Stephen Green's move to Westminster triggers HSBC management reshuffle

Click to follow
The Independent Online

The HSBC chairman, Stephen Green, is to give the banking industry a powerful voice at the heart of the Government by accepting an offer from David Cameron to become his trade minister from the House of Lords.

Mr Green will assume his new role in January, by which time the bank said it intended to have a successor in place. Mr Green had been planning to bring the curtain down on his 28 years at the bank for some months. However, the unexpected offer of a government job meant that the bank was forced to announce his departure early.

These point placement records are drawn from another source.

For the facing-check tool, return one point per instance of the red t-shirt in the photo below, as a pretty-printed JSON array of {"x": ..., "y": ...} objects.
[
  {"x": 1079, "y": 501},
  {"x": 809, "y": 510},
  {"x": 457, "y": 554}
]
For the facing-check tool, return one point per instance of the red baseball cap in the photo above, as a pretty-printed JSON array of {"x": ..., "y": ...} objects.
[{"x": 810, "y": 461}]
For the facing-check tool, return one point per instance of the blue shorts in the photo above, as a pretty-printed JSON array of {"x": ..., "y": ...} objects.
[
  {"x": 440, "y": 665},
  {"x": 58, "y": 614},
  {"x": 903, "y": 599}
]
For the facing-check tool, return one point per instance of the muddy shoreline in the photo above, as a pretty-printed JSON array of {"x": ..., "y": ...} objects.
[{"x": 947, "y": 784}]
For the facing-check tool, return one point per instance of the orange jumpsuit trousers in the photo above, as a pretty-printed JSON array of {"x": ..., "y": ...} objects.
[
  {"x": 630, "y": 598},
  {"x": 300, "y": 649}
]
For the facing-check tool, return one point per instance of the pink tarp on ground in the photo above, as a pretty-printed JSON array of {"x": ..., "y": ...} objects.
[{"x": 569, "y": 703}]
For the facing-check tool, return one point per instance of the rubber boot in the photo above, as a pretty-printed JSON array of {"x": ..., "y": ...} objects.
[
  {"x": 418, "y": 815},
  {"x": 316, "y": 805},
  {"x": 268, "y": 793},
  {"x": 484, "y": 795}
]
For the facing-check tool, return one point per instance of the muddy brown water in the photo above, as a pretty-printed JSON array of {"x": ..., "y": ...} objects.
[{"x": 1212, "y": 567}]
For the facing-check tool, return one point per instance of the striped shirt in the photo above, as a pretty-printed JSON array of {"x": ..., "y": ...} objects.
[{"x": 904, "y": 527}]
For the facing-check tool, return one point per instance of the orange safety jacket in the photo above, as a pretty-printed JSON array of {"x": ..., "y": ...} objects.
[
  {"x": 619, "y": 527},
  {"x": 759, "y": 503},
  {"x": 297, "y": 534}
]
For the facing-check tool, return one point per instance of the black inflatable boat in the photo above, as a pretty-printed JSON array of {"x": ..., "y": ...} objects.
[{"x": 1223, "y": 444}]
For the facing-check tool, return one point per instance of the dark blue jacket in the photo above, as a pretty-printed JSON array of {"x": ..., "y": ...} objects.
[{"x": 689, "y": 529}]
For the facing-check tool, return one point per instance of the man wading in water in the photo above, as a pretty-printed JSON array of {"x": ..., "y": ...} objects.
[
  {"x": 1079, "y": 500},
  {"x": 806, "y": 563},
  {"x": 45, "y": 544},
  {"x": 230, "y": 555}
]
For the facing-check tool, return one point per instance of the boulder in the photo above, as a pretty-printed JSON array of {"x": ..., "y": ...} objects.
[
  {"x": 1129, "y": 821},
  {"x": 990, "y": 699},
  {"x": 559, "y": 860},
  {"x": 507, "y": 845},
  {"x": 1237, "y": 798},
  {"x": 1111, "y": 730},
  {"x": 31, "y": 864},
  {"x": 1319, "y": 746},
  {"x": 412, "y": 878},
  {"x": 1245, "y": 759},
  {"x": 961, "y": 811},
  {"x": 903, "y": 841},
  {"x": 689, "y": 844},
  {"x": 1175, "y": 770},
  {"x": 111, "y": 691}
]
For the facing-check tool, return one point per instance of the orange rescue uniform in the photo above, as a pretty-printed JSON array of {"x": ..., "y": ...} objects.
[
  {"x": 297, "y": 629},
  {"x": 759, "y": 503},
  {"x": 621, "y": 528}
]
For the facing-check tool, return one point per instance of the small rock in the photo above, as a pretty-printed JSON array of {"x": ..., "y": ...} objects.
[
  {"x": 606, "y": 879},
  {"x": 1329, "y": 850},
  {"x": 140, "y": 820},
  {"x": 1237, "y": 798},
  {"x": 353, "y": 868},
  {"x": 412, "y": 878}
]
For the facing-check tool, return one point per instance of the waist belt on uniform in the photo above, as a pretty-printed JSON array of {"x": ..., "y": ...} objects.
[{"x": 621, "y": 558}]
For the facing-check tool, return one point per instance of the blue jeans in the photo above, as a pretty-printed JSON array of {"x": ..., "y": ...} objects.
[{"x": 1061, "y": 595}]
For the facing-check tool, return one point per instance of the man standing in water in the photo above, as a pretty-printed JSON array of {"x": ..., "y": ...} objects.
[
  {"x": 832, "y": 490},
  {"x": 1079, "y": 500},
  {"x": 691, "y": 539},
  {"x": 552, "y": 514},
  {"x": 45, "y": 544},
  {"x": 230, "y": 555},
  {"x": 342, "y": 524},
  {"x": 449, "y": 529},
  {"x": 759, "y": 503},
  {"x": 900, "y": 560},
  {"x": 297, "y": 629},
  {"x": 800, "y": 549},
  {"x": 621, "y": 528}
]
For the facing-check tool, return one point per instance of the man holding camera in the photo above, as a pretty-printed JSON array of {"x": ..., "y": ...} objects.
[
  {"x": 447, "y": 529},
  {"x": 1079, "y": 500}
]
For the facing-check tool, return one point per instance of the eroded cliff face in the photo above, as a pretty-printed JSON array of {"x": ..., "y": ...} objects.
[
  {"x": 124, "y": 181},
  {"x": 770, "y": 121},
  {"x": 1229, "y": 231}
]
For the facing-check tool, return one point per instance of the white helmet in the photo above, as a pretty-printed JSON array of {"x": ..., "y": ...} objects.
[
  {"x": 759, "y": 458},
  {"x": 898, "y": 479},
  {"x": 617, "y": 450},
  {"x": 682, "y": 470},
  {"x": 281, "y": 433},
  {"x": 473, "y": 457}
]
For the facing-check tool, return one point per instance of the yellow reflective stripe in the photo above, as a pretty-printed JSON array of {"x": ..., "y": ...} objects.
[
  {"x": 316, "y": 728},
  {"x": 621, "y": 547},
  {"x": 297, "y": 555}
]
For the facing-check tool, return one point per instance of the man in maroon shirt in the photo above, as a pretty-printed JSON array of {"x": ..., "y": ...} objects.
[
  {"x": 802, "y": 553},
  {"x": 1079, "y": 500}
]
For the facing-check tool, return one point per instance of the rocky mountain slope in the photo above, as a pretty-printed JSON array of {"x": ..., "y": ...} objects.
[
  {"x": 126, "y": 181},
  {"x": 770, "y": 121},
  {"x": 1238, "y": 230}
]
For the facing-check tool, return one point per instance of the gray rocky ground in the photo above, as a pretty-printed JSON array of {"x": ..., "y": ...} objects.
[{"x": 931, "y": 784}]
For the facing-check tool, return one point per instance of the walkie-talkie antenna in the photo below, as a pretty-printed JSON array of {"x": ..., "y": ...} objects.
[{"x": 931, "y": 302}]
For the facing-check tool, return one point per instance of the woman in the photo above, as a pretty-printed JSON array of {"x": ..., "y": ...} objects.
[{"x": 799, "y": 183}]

While Mr Green holds the title of executive chairman, his role appeared to have moved more in line with the typical non-executive chairman in recent months, particularly following the move of the chief executive, Michael Geoghegan, to Hong Kong, from where he assumed Mr Green's responsibility for strategy.

However, the new chairman at HSBC is still likely to serve in an executive capacity, despite the fact that this violates what is seen as best corporate governance practice. HSBC has long argued that it is now so big that the role of chairman is a full-time job so it should not be considered alongside other companies.

While HSBC said it was considering both internal and external candidates, it would come as something of a surprise if Michael Geoghegan, the current chief executive, followed Mr Green's path. He moved from chief executive to chairman, replacing Sir John Bond when the latter moved to Vodafone.

Were Mr Geoghegan to assume the role, it would further shift the centre of gravity at the bank to Hong Kong unless he made an abrupt return to London.

The City bookmaker Cantor Index has installed the former Goldman Sachs partner John Thornton as its 7-4 joint-favourite alongside Mr Geoghegan. The American is currently serving as professor and director of global leadership at Tsinghua University in Beijing.

The relationships he has cultivated there would prove a godsend to HSBC, which is the biggest foreign bank in China and has repeatedly talked up the country's prospects.